Le Jardin Secret de Des Moines

Là où fleurissent les secrets de Des Moines

Derrière le calme qui enveloppe Greenwood-Ashworth Park se cachent des décennies d'histoire, d'anecdotes et de petits détails qui en ont fait l'un des endroits les plus spéciaux — et les moins connus — de l'Iowa.

D'un ancien terrain agricole à un jardin de rêve

Dans les années 20, la ville de Des Moines a acquis ces terres dans le cadre d'un plan d'expansion de ses espaces verts. Ce que nous connaissons aujourd'hui sous le nom de Greenwood Park était autrefois une forêt sauvage servant de passage aux commerçants et aux Amérindiens. C'est en 1930, avec l'aide de la Works Progress Administration (WPA), que le Rose Garden a été créé dans le cadre d'un programme national visant à embellir les villes et à générer de l'emploi pendant la Grande Dépression.

L'idée était simple mais poétique : créer un espace où tout citoyen, riche ou pauvre, pourrait se promener parmi de belles fleurs, même si le monde autour était en crise.

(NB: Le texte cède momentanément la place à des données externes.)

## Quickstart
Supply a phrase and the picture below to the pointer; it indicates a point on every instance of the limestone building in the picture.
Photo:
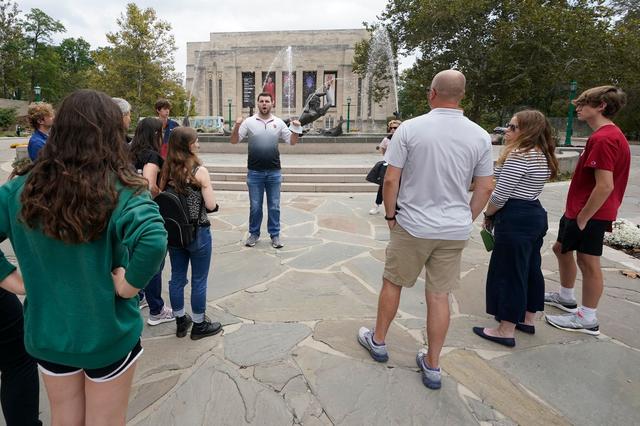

Un jardin qui fleurit sans rien demander en retour

Depuis lors, le jardin a été entretenu presque comme un temple. Sans entrées payantes, sans guichets, sans grands panneaux touristiques. Juste des fleurs, des chemins de pierre, des bancs en fer forgé et des pergolas couvertes de plantes grimpantes. Ce qui est le plus curieux, c'est qu'il n'y a pas d'arrosage artificiel : les roses vivent uniquement avec l'eau de pluie. Cela en fait l'un des rares jardins publics de roses du pays à adopter cette philosophie.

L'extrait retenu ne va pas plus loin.